After three years of construction and more than 70 years after the scheme was originally proposed, Newtown's bypass is finally open.

Transport Minister Ken Skates AM made Mid Wales history at midday on Thursday, February 14, cutting the ribbon on the long-awaited scheme, before construction workers on the project were allowed to be the first to drive on the new road after it's official opening.

Addressing a crowd of around two hundred assembled dignitaries and members of the media, Mr Skates said he was "delighted" to open the £90 million scheme ahead of schedule today.

"The degree of support for this bypass demonstrates just how much it was needed for Newtown and Mid Wales, and this is the single biggest investment in infrastructure anywhere in the region," he said.

"Almost £11 million has been spent on local people including those apprentices who have been employed on the project.

"I want to pay particular thanks to Alun Griffiths Construction who have delivered ahead of schedule and on budget which is quite an incredible achievement given the challenge of the scheme."

Ahead of an official opening ceremony near the Llanidloes Road end of the new road, Mr Skates also added that consultations were taking place on the naming of the various bridges and roundabouts on the scheme.

"In terms of the value to the place that we stand in the fact that we are already consulting on bridge names and roundabout names shows how important a piece of infrastructure of this nature can be in enhancing the pride and identity of a place and I look forward to further consultation taking place rapidly and for the many pieces of infrastructure along the route to be formally named."

The road is now formally open to traffic and can be driven along its entire length, although landscaping works are expected to continue for the next six months.

County Times: Transport Minister Ken Skates AM unveils a plaque on Newtown's new bypass today (Phil Blagg/County Times)Transport Minister Ken Skates AM unveils a plaque on Newtown's new bypass today (Phil Blagg/County Times)

Project Manager Nick Cleary told guests that over 2.5 million tonnes of earth and rock had been moved to create the bypass, which has created eleven new bridge structures and five new roundabouts along its 6.5km length, and has also seen 80,000 plans and over 200 trees planted as part of environmental works for the scheme.

He also said 17,000 vehicles were expected to use the new road every day, which would reduce Heavy Goods traffic through the town by up to 90%.

"We've got 5 roundabouts on the bypass which provide better access to the business areas, so there'll be no need to go through the town.

"Over 1,000 people have been involved on site and many more off-site and I just want to thank all the workforce, all the suppliers, all the partners that have been involved in the scheme for making it such a success.

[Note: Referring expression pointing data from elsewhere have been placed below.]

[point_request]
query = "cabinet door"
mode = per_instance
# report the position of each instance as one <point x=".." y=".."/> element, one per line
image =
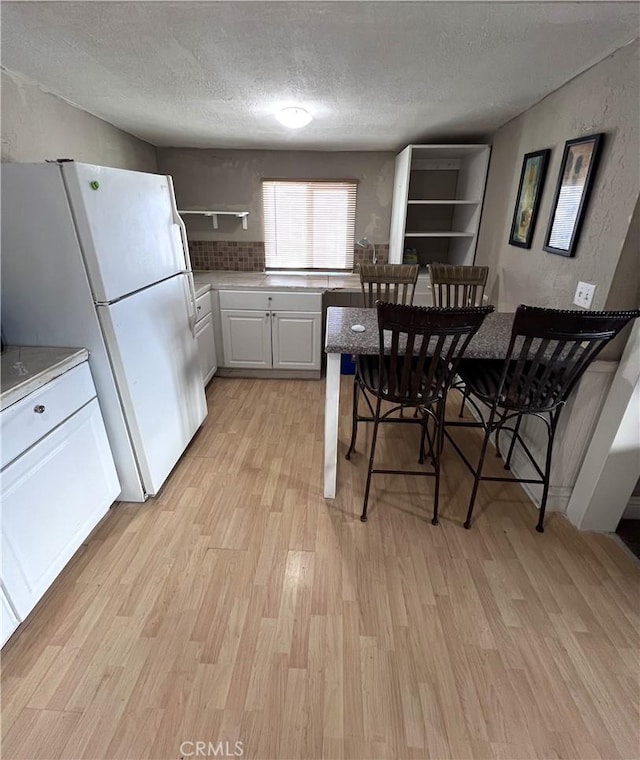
<point x="296" y="340"/>
<point x="206" y="348"/>
<point x="246" y="338"/>
<point x="52" y="498"/>
<point x="9" y="620"/>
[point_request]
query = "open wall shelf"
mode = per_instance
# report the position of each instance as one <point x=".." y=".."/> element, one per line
<point x="437" y="201"/>
<point x="215" y="214"/>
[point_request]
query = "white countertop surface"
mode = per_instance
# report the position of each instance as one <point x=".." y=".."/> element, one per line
<point x="223" y="280"/>
<point x="25" y="369"/>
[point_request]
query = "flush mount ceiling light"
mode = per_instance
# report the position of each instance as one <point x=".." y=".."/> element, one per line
<point x="293" y="117"/>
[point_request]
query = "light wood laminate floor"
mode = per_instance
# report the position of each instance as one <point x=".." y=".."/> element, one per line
<point x="242" y="606"/>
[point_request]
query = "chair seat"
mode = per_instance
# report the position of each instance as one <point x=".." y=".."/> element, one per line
<point x="419" y="393"/>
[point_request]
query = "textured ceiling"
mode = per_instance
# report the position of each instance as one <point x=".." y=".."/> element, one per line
<point x="374" y="75"/>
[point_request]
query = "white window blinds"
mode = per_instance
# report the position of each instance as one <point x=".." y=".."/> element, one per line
<point x="309" y="225"/>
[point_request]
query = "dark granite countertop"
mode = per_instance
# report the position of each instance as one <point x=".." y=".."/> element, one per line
<point x="490" y="342"/>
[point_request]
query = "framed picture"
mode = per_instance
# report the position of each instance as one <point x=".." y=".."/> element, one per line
<point x="577" y="170"/>
<point x="534" y="169"/>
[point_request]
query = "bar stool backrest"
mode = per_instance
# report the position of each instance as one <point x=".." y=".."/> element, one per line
<point x="394" y="283"/>
<point x="453" y="285"/>
<point x="549" y="351"/>
<point x="427" y="344"/>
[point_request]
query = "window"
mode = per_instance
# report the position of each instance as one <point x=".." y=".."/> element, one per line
<point x="309" y="225"/>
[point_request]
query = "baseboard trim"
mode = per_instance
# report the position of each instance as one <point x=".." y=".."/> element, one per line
<point x="269" y="374"/>
<point x="632" y="512"/>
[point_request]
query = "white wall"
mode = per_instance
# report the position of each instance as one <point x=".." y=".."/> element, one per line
<point x="37" y="126"/>
<point x="231" y="180"/>
<point x="602" y="99"/>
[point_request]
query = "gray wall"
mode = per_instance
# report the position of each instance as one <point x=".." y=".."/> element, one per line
<point x="602" y="99"/>
<point x="37" y="126"/>
<point x="231" y="180"/>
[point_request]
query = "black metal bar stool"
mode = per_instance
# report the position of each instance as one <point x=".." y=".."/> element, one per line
<point x="548" y="353"/>
<point x="426" y="345"/>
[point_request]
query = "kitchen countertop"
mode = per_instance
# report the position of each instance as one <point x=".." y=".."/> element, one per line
<point x="27" y="368"/>
<point x="490" y="342"/>
<point x="223" y="280"/>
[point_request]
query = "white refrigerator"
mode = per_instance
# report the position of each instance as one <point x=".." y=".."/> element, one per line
<point x="97" y="257"/>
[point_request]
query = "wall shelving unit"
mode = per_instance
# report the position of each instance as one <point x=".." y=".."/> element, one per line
<point x="215" y="214"/>
<point x="437" y="201"/>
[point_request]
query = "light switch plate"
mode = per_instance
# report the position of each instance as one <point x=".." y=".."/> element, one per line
<point x="584" y="294"/>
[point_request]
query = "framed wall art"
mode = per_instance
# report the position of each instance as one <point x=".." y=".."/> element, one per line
<point x="575" y="180"/>
<point x="534" y="169"/>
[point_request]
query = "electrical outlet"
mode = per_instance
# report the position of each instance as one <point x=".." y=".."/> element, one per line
<point x="584" y="294"/>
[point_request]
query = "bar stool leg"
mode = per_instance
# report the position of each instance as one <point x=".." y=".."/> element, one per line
<point x="547" y="471"/>
<point x="478" y="474"/>
<point x="439" y="445"/>
<point x="507" y="464"/>
<point x="374" y="437"/>
<point x="354" y="417"/>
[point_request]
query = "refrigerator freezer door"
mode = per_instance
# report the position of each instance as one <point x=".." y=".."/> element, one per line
<point x="155" y="363"/>
<point x="126" y="227"/>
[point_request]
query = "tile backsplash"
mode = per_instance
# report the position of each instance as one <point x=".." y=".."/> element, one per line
<point x="227" y="254"/>
<point x="249" y="256"/>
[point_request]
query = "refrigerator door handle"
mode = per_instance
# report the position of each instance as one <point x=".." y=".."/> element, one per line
<point x="187" y="259"/>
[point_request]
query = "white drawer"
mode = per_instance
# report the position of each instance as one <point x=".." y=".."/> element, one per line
<point x="297" y="302"/>
<point x="268" y="300"/>
<point x="245" y="299"/>
<point x="22" y="426"/>
<point x="203" y="305"/>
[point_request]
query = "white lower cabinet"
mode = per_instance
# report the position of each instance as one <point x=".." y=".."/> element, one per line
<point x="205" y="337"/>
<point x="53" y="494"/>
<point x="9" y="618"/>
<point x="246" y="337"/>
<point x="295" y="340"/>
<point x="206" y="348"/>
<point x="270" y="330"/>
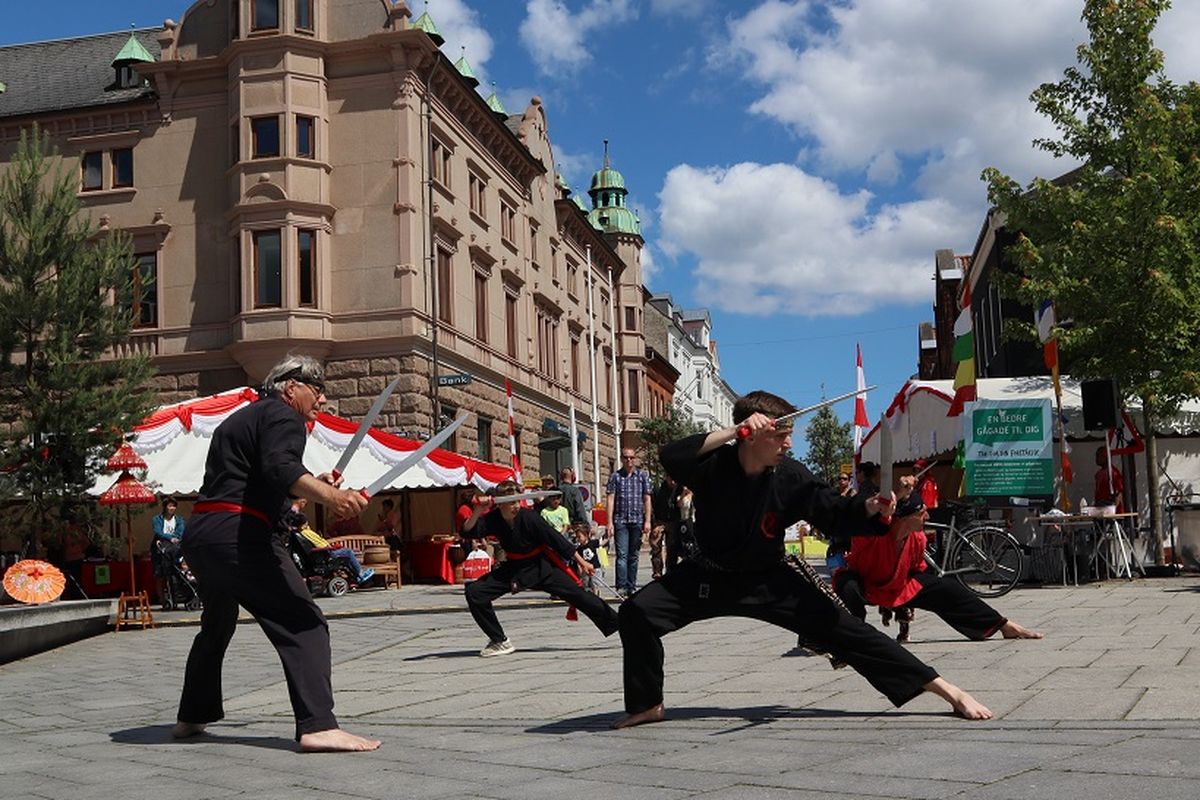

"We aimed to deliver ahead of time, it was one of our strategies but it took hard work, determination, collaboration and a bit of luck to actually achieve that.

"It's great to see how quickly it's come together because for the first two years people couldn't really see the plan. We knew the plan because we're experienced with these types of projects, and people were asking us 'why are you doing this?' and saying 'We can't see how the road's going to come together'.

"It's come together really quick as these projects do and it's brilliant to see."